The path rose and fell, skirting now this shoulder and now a gully, but keeping for the most part on high ground, here and there winding upwards across the sharp spine of a ridge, and, by way of some awkward staircase, once more landing us on the level. More often than not, the donkey had only himself to carry; the boy probably thought us mad, but there was no understanding what the other would fain have said. Except for the wind—and even that dropped—a great silence lay on the proud heights; they defied man to interfere with their grizzled débris: the birds had forgotten to sing: all around was that certain awed solemnity, always to be found, in the companionship of the everlasting hills. But the air was champagne; the heather was mad in the breeze; the sky where it met the rocks, an intoxicating blue. And how the clouds "travelled"! Though, in spite of that, the hills never spoke: like the Sphinx, whose repose no dance of lizards nor flashes of sunlight can disturb, they are "too great to appease, too high to appal, too far to call." Occasionally a dip in the hollow back of a mountain showed the sea beyond: there are few seas bluer than the blue Mediterranean can be, and this was one of its days.

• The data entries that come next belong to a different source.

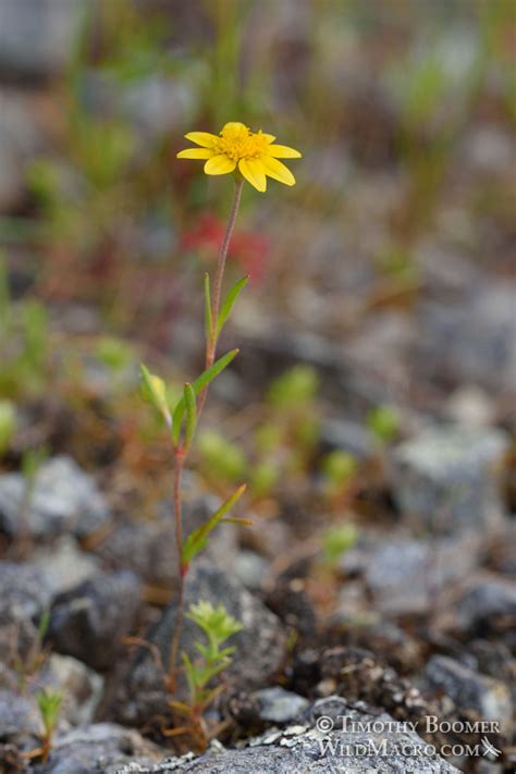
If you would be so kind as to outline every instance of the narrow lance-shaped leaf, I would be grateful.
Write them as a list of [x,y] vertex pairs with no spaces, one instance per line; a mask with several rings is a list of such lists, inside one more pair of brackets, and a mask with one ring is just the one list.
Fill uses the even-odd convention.
[[222,503],[220,508],[218,508],[211,518],[208,519],[206,524],[197,529],[194,529],[186,538],[183,544],[183,551],[181,552],[181,568],[182,572],[186,572],[188,564],[192,562],[193,557],[196,556],[200,551],[202,551],[207,543],[210,532],[217,527],[217,525],[224,519],[225,514],[230,511],[233,505],[239,500],[246,490],[246,484],[243,483],[238,487],[236,492],[234,492],[231,497]]
[[197,403],[194,388],[189,383],[186,383],[184,388],[184,401],[186,406],[185,447],[189,449],[197,425]]
[[219,319],[217,320],[217,335],[220,335],[220,332],[222,331],[222,328],[225,324],[225,321],[228,320],[229,316],[231,315],[231,311],[236,303],[236,299],[238,298],[241,292],[244,290],[244,287],[247,285],[249,281],[248,277],[244,277],[242,280],[238,280],[238,282],[233,285],[233,287],[228,292],[228,295],[224,298],[224,303],[221,306],[220,312],[219,312]]
[[[236,357],[238,354],[238,349],[231,349],[230,352],[226,352],[225,355],[222,355],[217,363],[213,363],[213,365],[208,368],[206,371],[204,371],[200,377],[197,377],[195,382],[192,384],[192,388],[194,390],[195,395],[199,395],[202,390],[208,386],[208,384],[217,377],[221,371],[226,368],[230,363]],[[180,443],[181,440],[181,425],[183,421],[183,417],[186,410],[186,403],[184,395],[177,403],[174,414],[173,414],[173,419],[172,419],[172,438],[174,440],[175,445]]]
[[213,319],[211,317],[210,275],[208,272],[205,274],[205,328],[206,337],[209,341],[213,334]]
[[143,397],[149,401],[152,406],[164,417],[168,425],[171,423],[169,404],[167,403],[167,385],[161,377],[151,373],[143,364],[139,366],[143,381]]

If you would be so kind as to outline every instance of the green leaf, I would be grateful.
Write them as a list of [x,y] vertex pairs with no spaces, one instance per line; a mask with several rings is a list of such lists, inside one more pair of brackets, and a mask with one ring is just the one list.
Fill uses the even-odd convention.
[[228,295],[225,296],[224,303],[222,304],[222,307],[219,312],[219,319],[217,320],[217,336],[220,335],[220,332],[222,331],[225,321],[228,320],[229,316],[233,310],[236,299],[238,298],[241,292],[244,290],[248,282],[249,278],[244,277],[242,280],[238,280],[238,282],[233,285],[233,287],[228,292]]
[[188,449],[197,425],[197,402],[194,388],[188,382],[184,386],[184,401],[186,406],[185,446]]
[[143,364],[139,366],[142,373],[142,397],[148,401],[170,423],[170,409],[167,402],[167,384],[161,377],[151,373]]
[[[224,370],[224,368],[230,365],[230,363],[236,357],[237,354],[238,349],[231,349],[230,352],[226,352],[225,355],[222,355],[222,357],[217,360],[217,363],[213,363],[210,368],[204,371],[200,377],[197,377],[195,382],[192,384],[195,395],[199,395],[202,390],[208,386],[208,384],[216,377],[218,377],[219,373]],[[183,397],[180,400],[176,407],[174,408],[174,414],[172,418],[172,438],[174,440],[175,445],[177,445],[181,440],[181,423],[183,421],[185,410],[186,402],[183,395]]]
[[230,511],[237,502],[237,500],[239,500],[239,497],[244,494],[245,490],[246,484],[243,483],[242,487],[238,487],[236,492],[233,492],[231,497],[228,497],[228,500],[222,503],[220,508],[214,512],[214,514],[211,516],[211,518],[208,519],[206,524],[204,524],[201,527],[198,527],[197,529],[194,529],[188,535],[181,552],[181,564],[183,567],[187,566],[192,562],[193,557],[206,548],[210,532],[217,527],[220,521],[223,520],[228,511]]
[[208,272],[205,274],[205,328],[206,337],[209,341],[213,333],[213,318],[211,317],[210,275]]

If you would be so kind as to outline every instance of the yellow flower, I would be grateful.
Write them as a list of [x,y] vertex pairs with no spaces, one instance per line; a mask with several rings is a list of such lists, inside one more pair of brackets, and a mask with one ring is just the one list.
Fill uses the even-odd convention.
[[257,191],[266,191],[266,175],[285,185],[296,182],[291,170],[278,159],[298,159],[299,151],[286,145],[273,145],[275,137],[261,130],[251,132],[238,121],[231,121],[219,136],[209,132],[188,132],[185,137],[201,147],[181,150],[177,158],[206,159],[206,174],[229,174],[238,167],[241,174]]

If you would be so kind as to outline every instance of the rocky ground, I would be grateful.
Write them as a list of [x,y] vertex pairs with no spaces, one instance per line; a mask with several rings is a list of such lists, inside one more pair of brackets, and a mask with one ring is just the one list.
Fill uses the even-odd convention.
[[[79,5],[0,0],[2,213],[30,213],[26,169],[50,145],[56,95],[48,83],[71,56]],[[177,120],[169,121],[170,94],[158,91],[150,88],[145,111],[147,91],[128,100],[152,136]],[[494,131],[480,116],[459,149],[466,183],[506,173],[512,151],[503,122]],[[386,188],[378,188],[380,176],[369,182],[357,201],[372,219],[385,191],[395,198],[403,185],[389,170]],[[475,243],[475,217],[458,216],[465,242]],[[307,254],[332,255],[336,223],[318,228]],[[508,256],[514,224],[505,226],[499,247]],[[15,258],[23,255],[7,242]],[[317,538],[327,514],[314,505],[315,467],[285,486],[272,515],[270,503],[259,503],[250,530],[228,525],[217,533],[187,578],[186,603],[222,601],[243,629],[210,710],[223,730],[202,753],[167,735],[163,663],[179,569],[170,493],[152,516],[143,496],[132,497],[144,479],[152,488],[152,468],[135,477],[125,426],[96,403],[98,372],[86,388],[94,400],[79,408],[70,408],[65,391],[23,398],[20,437],[0,471],[0,774],[514,771],[516,287],[504,258],[495,271],[464,253],[439,235],[421,237],[417,287],[405,288],[401,304],[384,303],[385,288],[374,283],[380,299],[371,298],[367,268],[349,278],[345,261],[335,268],[332,260],[331,278],[322,269],[318,277],[322,295],[315,281],[299,280],[295,293],[309,310],[302,321],[280,303],[263,314],[265,296],[236,315],[226,342],[242,355],[213,390],[213,417],[242,416],[248,403],[261,405],[259,385],[290,366],[312,367],[321,383],[315,456],[343,451],[360,465],[345,507],[358,539],[324,565]],[[9,266],[23,298],[26,274],[17,261]],[[333,282],[342,295],[325,304]],[[61,304],[52,315],[65,333],[101,328],[95,305]],[[359,322],[348,324],[354,316]],[[186,315],[185,327],[174,327],[165,357],[196,360],[195,336],[192,348],[192,335],[177,346],[191,323]],[[383,404],[396,405],[402,421],[395,440],[379,445],[365,416]],[[86,428],[100,426],[100,440],[88,435]],[[29,484],[21,460],[35,438],[48,443],[48,455]],[[138,463],[145,455],[138,451]],[[186,483],[189,531],[218,500],[201,475],[188,471]],[[193,655],[195,638],[186,623],[181,649]],[[33,754],[42,688],[63,697],[46,761]]]

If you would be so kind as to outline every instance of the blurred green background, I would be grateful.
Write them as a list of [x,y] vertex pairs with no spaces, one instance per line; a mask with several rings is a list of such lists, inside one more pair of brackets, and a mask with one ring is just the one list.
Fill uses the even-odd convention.
[[[226,121],[303,159],[294,188],[246,187],[229,273],[251,274],[233,339],[257,355],[220,398],[263,393],[263,347],[286,332],[285,365],[373,369],[365,406],[333,393],[339,413],[421,393],[439,413],[496,371],[506,400],[514,357],[491,340],[507,305],[457,372],[456,321],[439,322],[458,303],[469,331],[471,294],[514,265],[514,30],[512,0],[0,0],[4,465],[41,444],[144,465],[136,365],[181,379],[198,363],[200,278],[232,193],[175,155]],[[425,360],[435,299],[414,385],[400,348],[408,330]]]

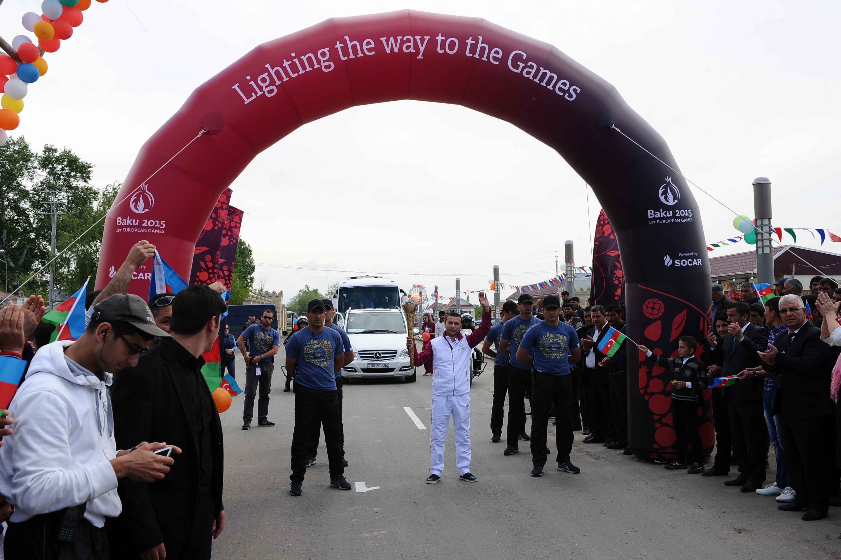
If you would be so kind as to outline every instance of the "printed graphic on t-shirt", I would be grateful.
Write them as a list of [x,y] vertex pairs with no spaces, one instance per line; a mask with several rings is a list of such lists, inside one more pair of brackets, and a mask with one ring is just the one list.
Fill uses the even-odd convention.
[[511,340],[514,341],[516,345],[518,346],[520,346],[520,343],[522,342],[523,340],[523,335],[525,335],[526,331],[531,327],[532,325],[528,323],[523,323],[522,325],[518,325],[514,327],[514,330],[511,331]]
[[540,337],[537,347],[541,353],[550,360],[560,360],[569,353],[569,337],[554,332],[547,332]]
[[319,367],[327,367],[334,360],[333,345],[330,341],[310,339],[304,347],[304,359]]

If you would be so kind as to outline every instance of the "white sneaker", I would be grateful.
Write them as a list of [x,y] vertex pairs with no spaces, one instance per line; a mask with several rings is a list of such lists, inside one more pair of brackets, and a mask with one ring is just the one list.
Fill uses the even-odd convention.
[[775,482],[766,484],[756,491],[760,496],[779,496],[783,493],[783,489],[777,486]]
[[793,502],[797,498],[797,493],[791,486],[786,486],[783,493],[777,496],[778,502]]

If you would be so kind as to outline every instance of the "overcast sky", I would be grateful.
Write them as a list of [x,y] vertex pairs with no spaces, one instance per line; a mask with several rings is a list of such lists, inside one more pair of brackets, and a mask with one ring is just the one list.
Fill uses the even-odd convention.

The polished track led us on: still no sign of a village, nor any evidences of civilization. At last from the top of a ridge we looked over and down into a calm green oasis, "a lodge in some vast wilderness," secluded, sheltered, where it would have been good to pitch a tent and camp for many moons. We swung along downwards, dropped under the lee of the hill, and our path skirted the fringe of the green oasis. It was not many acres in extent; it was covered with short scant grass; it would have made an ideal polo-ground.
Water lay over a small corner of it, and beyond a shadow of doubt it had once been the bottom of a lake; indeed, the Beni Salam tribe believe that water still lies underneath the turf. Here the first sign of humanity showed itself: two goatherds drove their flock down to the water, and one of them carried in the hood of his brown jellab a few hours' old kid; they soon passed on and disappeared among the boulders and heath.
The long level lines of the green oasis were broken at the edge by diminutive bones of rock protruding through the grass. Sunk in the hollow of the hills, there was little or no wind; the sun glowed indolently down on the green lawn, tempting us to stay; but the foot-prints in the red soil pointed forward, and we turned our backs upon the flat stretches of sunny turf and left the waveless tarn behind.
No more emerald oasis, but grey-green scrub and stones on the mountain-sides: we were up again in a stern and desolate defile, waste beyond waste strewn with rocks. The distances were oddly deceptive in the rare, clear air: a saddle between two peaks looked miles away—we were upon it in half an hour; again, a turret of rock apparently within a stone's-throw was a weary climb. And still the red trail snaked on before us. Even the big grey donkey began to lose its interest and to require "encouragement" from the Moorish boy.